A música originalmente chamava-se “Almirante Negro” em alusão ao personagem João Cândido. Para que a composição fosse liberada, os compositores tiveram que fazer algumas concessões. O título passou a ser “O Mestre-Sala dos Mares” e as expressões “almirante” e “marinheiro” foram substituídas por “navegante” e “feiticeiro”, respectivamente.


O compositor Aldir Blanc, já falecido, dissera em uma entrevista como a censura da ditadura militar atuou na música: “O cara chegou com a letra na mão e me disse: o que tá pegando mais não é o lado político, e sim a questão da exaltação da raça, porque essa música faz uma tremenda apologia ao negro” (2).


João Cândido foi, durante muito tempo, visto como um personagem menor, um herói da ralé, esquecido, atacado e até mesmo questionado por grupos mais conservadores. Apenas em 2008, no governo do então presidente Luiz Inácio Lula da Silva, foi concedida a anistia post-mortem ao marinheiro João Cândido e aos demais revoltosos, por meio da Lei nº 11.756/2008. Ainda assim, essa anistia é meramente simbólica, pois ficaram de fora as promoções e indenizações que deveriam ser recebidas por seus descendentes.


A história de João Cândido e o seu lugar na memória nacional ganharam um capítulo importante quando, por lei municipal, determinou-se à construção de uma estátua-monumento à sua figura. Uma vez pronta, houve resistência por parte da Marinha para que a mesma não fosse colocada em praça pública. Na verdade, esse segmento das Forças Armadas nunca admitiu que um negro liderasse um movimento de contestação à forma como os marujos eram tratados.

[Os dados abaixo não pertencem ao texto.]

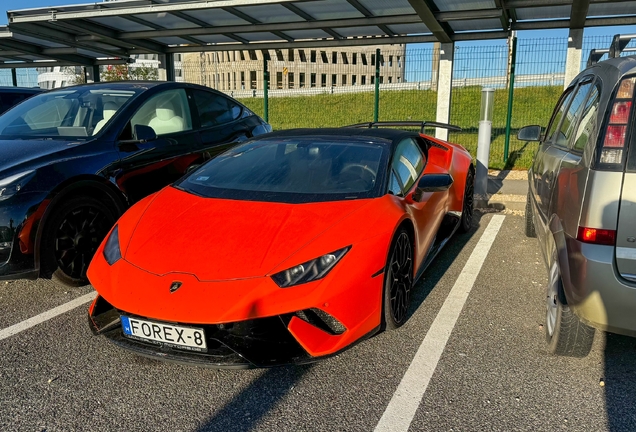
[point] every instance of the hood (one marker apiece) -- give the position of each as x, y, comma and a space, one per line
14, 153
217, 239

Assim, o destino inicial da estátua foram os jardins do Museu da República, no Catete. Somente em 2008, conseguiu-se que a mesma fosse erigida na Praça XV, local onde João Cândido exercera a função de carregador de peixes para não sucumbir à fome e à miséria ao final de sua vida. O herói popular ganhava um novo pedestal.

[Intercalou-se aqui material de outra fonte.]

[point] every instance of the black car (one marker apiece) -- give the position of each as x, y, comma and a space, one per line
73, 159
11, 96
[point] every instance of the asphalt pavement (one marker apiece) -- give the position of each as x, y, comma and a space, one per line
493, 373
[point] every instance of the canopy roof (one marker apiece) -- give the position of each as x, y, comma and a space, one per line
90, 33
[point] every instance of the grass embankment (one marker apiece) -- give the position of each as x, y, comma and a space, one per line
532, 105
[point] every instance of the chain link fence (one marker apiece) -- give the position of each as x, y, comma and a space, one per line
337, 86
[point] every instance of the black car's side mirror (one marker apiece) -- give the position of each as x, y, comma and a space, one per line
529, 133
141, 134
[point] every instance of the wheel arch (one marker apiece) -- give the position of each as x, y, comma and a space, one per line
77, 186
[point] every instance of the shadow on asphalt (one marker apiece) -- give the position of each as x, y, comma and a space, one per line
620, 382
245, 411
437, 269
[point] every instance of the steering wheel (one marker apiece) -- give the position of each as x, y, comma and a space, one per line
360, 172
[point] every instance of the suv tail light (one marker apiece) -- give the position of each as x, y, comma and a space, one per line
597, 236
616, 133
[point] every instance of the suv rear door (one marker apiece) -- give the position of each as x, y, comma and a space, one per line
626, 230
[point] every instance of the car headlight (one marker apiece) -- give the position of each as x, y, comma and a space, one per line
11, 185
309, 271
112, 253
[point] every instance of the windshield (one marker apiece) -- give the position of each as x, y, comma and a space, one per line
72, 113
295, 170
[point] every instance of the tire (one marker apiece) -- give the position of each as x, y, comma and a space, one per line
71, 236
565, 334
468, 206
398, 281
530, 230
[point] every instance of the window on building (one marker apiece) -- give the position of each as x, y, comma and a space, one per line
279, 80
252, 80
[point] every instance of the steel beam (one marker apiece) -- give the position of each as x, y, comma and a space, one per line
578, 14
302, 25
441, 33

Finalmente, João Cândido, exaltado na composição de Aldir Blanc e João Bosco, não tem mais apenas “as pedras pisadas do cais” a evocar sua memória. Falta-lhe, no entanto, o reconhecimento, por lei, de que merece, de fato, o título de herói nacional. Que se faça logo essa reparação histórica, a fim de que tenhamos uma história mais plural e inclusiva de todos os segmentos sociais.


Afinal de contas, a História não é feita apenas pela ação dos grandes homens e mulheres, mas ela se tece, também, no cotidiano das lutas e resistências dos setores subalternos da sociedade. Salve o Almirante Negro!


*Ricardo Oriá - Doutor em Educação pela Universidade de São Paulo e pós-doutor em História pela Universidade Federal Fluminense (UFF). Consultor Legislativo da área de educação, cultura e desporto da Câmara dos Deputados. É autor de artigos sobre patrimônio cultural e museus e do livro O Brasil contado às crianças: Viriato Corrêa e a literatura escolar brasileira (E. Annablume, 2011). E-mail: jricardo.oria@gmail.com

1. Há uma outra proposição legislativa com o mesmo teor em tramitação na Câmara dos Deputados, de autoria do Deputado Chico D’Angelo (PDT-RJ): Projeto de Lei nº 1.744, de 2019, que “inscreve o nome de João Cândido Felisberto, líder da Revolta da Chibata, no Livro dos Heróis e Heroínas da Pátria”.

2. GRANATO, Fernando. João Cândido. São Paulo: Selo Negro, 2010, Coleção Retratos do Brasil Negro, p. 123.